Scientific classification
- Kingdom: Plantae
- Clade: Tracheophytes
- Clade: Angiosperms
- Clade: Eudicots
- Clade: Rosids
- Order: Fagales
- Family: Fagaceae
- Genus: Quercus
- Subgenus: Quercus subg. Quercus
- Section: Quercus sect. Lobatae
- Species: Q. incana
- Binomial name: Quercus incana W.Bartram
- Synonyms: List Dryopsila cinerea (Michx.) Raf. ; Dryopsila oligodes Raf. ; Dryopsila verrucosa Raf. ; Quercus brevifolia Sarg. 1895 not Kotschy ex A. DC. 1864 ; Quercus cinerea Michx. ; Quercus cinerea Raf. ; Quercus cinerea var. dentatolobata A.DC. ; Quercus cinerea f. dentatolobata (A.DC.) Trel. ; Quercus cinerea var. humilis (Pursh) A.DC. ; Quercus heterophylla Raf. 1838 not F.Michx. 1812 ; Quercus humilis Walter 1788 not Mill. 1768 ; Quercus ilexoides Raf. ; Quercus oligodes Raf. ; Quercus phellos var. brevifolia Lam. ; Quercus phellos var. humilis Pursh ; Quercus phellos var. latifolia Marshall ; Quercus verrucosa Raf. ;

= Quercus incana =

- Genus: Quercus
- Species: incana
- Authority: W.Bartram
- Conservation status: LC

Species of oak tree

Quercus incana is a species of oak known by the common names bluejack oak, upland willow oak, sandjack oak, and cinnamon oak.
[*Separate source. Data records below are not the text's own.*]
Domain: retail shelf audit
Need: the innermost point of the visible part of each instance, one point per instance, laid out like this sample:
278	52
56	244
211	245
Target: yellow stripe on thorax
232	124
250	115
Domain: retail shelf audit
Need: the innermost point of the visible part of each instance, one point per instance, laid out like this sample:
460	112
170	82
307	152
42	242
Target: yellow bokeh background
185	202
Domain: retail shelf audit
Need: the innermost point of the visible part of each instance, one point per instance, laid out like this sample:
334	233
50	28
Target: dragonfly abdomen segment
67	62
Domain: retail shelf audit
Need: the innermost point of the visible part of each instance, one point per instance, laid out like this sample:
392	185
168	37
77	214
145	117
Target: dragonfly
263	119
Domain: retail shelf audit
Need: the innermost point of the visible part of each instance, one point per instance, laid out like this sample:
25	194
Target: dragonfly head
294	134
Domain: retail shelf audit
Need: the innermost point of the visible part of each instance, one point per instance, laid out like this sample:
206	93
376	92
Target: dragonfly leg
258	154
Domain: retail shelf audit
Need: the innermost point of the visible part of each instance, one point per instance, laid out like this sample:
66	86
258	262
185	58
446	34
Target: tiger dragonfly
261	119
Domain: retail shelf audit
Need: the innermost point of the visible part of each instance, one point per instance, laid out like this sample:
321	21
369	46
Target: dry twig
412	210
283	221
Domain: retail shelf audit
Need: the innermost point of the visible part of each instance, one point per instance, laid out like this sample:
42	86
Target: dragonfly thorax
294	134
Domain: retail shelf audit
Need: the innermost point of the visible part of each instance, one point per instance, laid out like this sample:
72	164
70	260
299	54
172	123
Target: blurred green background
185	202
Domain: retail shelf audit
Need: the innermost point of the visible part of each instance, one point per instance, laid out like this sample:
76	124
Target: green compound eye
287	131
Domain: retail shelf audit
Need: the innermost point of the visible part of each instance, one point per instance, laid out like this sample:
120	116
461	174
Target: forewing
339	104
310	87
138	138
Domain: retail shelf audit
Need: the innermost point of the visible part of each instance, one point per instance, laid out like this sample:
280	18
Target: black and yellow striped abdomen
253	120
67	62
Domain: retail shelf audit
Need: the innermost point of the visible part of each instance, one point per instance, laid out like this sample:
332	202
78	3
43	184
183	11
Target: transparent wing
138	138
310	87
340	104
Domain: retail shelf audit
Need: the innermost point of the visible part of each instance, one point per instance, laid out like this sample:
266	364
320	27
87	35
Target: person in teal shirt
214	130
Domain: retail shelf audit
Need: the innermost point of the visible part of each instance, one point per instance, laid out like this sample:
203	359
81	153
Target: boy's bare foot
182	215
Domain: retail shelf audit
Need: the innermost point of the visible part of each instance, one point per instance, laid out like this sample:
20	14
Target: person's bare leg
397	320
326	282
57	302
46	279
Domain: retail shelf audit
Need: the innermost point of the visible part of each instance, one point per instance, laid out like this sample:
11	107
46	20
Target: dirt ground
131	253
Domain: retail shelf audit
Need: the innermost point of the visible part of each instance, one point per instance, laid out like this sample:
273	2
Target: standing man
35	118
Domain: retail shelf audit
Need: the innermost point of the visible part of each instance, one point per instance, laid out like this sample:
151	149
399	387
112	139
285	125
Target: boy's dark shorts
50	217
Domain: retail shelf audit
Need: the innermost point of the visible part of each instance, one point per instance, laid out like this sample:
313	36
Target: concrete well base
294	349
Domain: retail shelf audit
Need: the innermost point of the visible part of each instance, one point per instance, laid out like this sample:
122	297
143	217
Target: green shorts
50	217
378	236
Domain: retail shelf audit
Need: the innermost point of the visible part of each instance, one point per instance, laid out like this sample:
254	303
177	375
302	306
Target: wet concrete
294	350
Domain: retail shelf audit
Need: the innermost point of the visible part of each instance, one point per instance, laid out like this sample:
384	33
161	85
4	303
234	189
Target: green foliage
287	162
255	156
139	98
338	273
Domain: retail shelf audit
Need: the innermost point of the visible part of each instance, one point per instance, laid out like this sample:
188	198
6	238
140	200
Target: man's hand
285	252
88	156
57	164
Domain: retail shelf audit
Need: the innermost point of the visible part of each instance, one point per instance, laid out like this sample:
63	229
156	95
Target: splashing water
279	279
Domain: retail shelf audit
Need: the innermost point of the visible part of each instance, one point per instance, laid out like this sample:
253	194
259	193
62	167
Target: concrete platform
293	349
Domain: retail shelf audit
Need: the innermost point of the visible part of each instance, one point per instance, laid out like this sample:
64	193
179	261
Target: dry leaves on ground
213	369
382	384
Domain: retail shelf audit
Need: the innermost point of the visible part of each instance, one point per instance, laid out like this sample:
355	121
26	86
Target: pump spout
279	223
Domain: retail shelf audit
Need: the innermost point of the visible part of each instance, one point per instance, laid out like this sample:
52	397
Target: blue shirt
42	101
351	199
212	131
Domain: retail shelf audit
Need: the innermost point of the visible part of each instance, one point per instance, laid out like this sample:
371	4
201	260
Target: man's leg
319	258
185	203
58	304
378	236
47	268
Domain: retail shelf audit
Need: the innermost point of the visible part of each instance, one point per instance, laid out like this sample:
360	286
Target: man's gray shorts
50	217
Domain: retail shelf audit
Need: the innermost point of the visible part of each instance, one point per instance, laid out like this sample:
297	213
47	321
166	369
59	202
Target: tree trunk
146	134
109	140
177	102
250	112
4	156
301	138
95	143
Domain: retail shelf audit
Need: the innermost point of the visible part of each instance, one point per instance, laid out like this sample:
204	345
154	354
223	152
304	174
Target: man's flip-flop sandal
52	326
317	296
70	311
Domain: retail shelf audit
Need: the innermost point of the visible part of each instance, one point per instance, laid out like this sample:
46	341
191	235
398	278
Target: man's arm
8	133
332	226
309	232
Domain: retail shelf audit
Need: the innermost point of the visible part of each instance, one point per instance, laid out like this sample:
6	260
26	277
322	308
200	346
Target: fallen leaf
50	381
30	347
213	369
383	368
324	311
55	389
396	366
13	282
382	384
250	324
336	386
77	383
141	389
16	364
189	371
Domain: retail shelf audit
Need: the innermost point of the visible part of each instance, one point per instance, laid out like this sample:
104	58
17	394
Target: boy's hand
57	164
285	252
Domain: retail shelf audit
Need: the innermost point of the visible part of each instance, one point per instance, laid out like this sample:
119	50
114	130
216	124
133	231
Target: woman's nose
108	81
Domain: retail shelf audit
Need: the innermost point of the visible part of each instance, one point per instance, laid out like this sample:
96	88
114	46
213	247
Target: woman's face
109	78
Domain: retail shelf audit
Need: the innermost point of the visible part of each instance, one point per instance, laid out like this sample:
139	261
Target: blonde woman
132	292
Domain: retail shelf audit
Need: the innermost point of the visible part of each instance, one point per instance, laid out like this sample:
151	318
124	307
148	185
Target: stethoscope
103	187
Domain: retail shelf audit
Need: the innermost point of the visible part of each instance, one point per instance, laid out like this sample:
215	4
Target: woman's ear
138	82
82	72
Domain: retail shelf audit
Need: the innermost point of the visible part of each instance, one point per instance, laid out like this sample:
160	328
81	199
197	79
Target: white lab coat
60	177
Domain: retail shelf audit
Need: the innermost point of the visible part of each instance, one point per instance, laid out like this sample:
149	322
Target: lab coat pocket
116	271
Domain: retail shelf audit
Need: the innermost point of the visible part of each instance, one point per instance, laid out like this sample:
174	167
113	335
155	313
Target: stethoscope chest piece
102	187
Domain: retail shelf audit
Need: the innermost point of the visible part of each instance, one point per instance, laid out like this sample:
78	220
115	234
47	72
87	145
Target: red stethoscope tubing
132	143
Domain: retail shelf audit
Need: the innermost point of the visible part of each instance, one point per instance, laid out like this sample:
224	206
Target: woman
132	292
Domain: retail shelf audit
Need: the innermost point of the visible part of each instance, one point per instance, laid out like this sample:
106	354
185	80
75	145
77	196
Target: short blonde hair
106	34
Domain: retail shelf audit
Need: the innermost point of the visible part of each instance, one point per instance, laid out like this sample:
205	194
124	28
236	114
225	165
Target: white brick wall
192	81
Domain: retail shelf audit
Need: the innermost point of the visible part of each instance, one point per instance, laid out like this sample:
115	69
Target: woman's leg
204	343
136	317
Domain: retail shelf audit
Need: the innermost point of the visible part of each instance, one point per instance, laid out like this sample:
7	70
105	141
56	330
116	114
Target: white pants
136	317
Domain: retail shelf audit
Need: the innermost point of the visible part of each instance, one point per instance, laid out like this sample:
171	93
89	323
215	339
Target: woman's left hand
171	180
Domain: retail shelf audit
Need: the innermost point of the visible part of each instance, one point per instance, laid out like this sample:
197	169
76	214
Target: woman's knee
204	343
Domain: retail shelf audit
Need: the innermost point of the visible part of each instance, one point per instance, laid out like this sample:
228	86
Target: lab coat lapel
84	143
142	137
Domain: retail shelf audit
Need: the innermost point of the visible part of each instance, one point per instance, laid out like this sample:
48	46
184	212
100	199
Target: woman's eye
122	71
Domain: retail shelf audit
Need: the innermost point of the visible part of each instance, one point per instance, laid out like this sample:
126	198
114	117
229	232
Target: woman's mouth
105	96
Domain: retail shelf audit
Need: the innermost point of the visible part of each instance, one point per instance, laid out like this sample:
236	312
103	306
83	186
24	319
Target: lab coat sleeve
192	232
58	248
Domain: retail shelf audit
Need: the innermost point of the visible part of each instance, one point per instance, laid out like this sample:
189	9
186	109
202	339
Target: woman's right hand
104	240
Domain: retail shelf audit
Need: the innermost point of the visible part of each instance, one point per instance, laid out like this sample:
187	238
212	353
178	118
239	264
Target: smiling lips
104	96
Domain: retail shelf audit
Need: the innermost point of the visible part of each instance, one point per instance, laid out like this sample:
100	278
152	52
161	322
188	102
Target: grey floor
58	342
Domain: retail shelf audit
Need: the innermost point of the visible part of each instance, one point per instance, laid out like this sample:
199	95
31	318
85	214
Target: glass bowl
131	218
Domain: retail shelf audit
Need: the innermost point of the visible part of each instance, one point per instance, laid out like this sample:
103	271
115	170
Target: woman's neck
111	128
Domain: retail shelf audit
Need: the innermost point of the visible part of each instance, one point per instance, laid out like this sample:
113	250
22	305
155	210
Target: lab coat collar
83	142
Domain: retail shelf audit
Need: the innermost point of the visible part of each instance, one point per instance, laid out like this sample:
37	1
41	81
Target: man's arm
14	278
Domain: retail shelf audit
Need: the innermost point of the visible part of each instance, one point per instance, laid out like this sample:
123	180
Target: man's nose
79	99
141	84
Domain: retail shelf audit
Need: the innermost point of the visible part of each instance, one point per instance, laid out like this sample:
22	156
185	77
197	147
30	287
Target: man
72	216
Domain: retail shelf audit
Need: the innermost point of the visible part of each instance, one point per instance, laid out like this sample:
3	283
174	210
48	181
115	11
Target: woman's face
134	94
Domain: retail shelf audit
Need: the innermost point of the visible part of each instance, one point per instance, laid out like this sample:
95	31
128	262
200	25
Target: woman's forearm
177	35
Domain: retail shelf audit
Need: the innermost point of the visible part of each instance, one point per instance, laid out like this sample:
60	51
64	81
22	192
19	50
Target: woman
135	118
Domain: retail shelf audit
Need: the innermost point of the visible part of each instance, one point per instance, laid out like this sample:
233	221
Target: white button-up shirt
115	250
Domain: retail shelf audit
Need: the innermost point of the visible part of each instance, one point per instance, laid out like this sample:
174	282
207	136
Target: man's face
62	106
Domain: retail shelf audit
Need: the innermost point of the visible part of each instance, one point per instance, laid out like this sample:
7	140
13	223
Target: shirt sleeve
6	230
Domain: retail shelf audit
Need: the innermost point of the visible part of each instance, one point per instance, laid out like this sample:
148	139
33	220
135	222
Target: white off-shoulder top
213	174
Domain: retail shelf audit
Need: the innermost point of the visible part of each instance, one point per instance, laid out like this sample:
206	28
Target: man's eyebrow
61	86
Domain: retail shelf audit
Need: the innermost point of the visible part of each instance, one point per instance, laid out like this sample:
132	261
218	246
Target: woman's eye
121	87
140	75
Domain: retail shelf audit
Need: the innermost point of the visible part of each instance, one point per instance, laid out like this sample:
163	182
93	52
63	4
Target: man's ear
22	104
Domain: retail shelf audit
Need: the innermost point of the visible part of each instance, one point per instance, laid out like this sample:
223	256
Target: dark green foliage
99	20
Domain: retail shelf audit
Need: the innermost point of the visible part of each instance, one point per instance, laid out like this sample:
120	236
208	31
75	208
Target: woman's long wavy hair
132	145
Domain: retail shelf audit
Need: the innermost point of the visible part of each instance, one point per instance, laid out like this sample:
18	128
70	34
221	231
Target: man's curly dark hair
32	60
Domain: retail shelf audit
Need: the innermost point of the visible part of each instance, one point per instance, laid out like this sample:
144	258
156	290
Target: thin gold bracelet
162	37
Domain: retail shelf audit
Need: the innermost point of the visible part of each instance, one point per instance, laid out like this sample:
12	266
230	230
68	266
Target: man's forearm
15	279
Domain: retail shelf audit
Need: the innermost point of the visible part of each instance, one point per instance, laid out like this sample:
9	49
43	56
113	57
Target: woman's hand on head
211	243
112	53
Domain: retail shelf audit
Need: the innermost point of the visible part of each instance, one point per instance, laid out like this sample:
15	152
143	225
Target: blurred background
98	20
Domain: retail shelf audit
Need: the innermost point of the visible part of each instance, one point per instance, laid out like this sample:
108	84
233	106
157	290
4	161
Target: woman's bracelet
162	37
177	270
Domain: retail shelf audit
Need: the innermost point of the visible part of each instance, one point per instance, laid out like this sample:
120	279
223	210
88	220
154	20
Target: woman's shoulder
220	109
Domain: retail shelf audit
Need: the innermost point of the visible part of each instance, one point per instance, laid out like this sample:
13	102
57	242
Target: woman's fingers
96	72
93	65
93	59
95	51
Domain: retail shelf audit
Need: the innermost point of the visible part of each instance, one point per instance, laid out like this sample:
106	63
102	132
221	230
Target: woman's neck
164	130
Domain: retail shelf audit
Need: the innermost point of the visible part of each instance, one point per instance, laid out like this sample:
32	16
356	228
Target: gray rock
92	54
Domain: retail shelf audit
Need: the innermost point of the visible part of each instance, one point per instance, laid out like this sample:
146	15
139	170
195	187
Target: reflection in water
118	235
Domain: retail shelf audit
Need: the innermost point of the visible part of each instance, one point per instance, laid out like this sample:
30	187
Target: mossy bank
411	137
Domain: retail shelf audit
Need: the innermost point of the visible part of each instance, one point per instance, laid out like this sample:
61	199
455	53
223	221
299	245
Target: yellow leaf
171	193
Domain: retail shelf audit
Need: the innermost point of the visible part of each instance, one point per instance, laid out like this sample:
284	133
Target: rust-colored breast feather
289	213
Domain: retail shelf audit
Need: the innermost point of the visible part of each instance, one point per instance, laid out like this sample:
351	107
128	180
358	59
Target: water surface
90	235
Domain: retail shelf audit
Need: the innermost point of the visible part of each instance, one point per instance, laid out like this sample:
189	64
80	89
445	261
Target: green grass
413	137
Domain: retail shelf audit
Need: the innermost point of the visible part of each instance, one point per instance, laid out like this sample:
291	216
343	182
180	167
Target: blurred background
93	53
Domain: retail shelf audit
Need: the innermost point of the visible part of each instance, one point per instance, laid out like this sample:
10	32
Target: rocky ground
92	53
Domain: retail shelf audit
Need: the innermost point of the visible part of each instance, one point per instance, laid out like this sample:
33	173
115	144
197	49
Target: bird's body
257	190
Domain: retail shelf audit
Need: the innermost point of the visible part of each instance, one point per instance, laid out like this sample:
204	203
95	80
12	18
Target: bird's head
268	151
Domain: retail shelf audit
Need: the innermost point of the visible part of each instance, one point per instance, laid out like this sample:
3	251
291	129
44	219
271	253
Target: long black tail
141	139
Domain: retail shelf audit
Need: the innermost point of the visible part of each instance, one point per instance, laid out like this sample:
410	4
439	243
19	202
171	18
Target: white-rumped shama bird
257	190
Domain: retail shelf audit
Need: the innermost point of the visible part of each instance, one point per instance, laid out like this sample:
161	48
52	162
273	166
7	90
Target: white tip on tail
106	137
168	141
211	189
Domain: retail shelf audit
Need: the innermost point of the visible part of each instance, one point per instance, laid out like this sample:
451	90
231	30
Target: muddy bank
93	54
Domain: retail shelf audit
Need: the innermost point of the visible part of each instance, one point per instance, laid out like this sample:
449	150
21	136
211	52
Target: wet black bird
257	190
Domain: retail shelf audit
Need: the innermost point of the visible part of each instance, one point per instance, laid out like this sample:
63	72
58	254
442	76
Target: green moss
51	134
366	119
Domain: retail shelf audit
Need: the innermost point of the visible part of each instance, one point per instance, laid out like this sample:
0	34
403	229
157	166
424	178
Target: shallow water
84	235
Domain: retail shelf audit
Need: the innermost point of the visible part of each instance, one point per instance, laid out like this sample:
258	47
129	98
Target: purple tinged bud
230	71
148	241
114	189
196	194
It is native to the Atlantic Plain and Gulf Coastal Plain of the United States, from Virginia around Florida to Texas and inland to Oklahoma and Arkansas.

== Description ==
Quercus incana is a tree growing to about 10 meters (33 feet) in height, with a maximum height around 15 m. The "national champion bluejack" was a specimen from Texas that was 15.5 m (51 ft) tall and 2.1 m (7 ft) in circumference, and had a crown spread of 17 m (56 ft). The trunk is short and the crooked branches form an open, irregular crown. The platy bark is dark brown or black. The leaves are generally oval and up to 10 centimeters long by 3.5 cm wide. They are glossy green on top and woolly-haired and bluish in color underneath. The name bluejack refers to this bluish and ashy appearance of the leaves. The acorn is up to 1.7 cm long by 1.6 cm wide, not counting the cap. The oak reproduces by seed and by resprouting from the rootcrown when the upper parts are removed. It can form thickets by spreading underground runners.

== Ecology ==
Quercus incana often grows in longleaf pine (Pinus palustris) ecosystems, where it shares the understory with turkey oak (Q. laevis) and wiregrass (Aristida stricta). In the Big Thicket of Texas it codominates with post oak (Q. stellata) and a number of pines. The oak can be found on sandy soils. It grows downslope from ridgetops, where the soils are finer and less dry than the tops of the ridges. It is well adapted to wildfire and grows in habitat where fire is common and often required, such as longleaf pine ecosystems. The oak does not tolerate dense shade and requires fire to remove taller, more robust oaks that would otherwise outcompete it.

The acorns provide food for many animal species including the Sherman's fox squirrel, which lives in longleaf pine communities.

== Uses ==
The wood of Q. incana is hard and strong, but the trees are usually too small to be useful except as fuel or posts.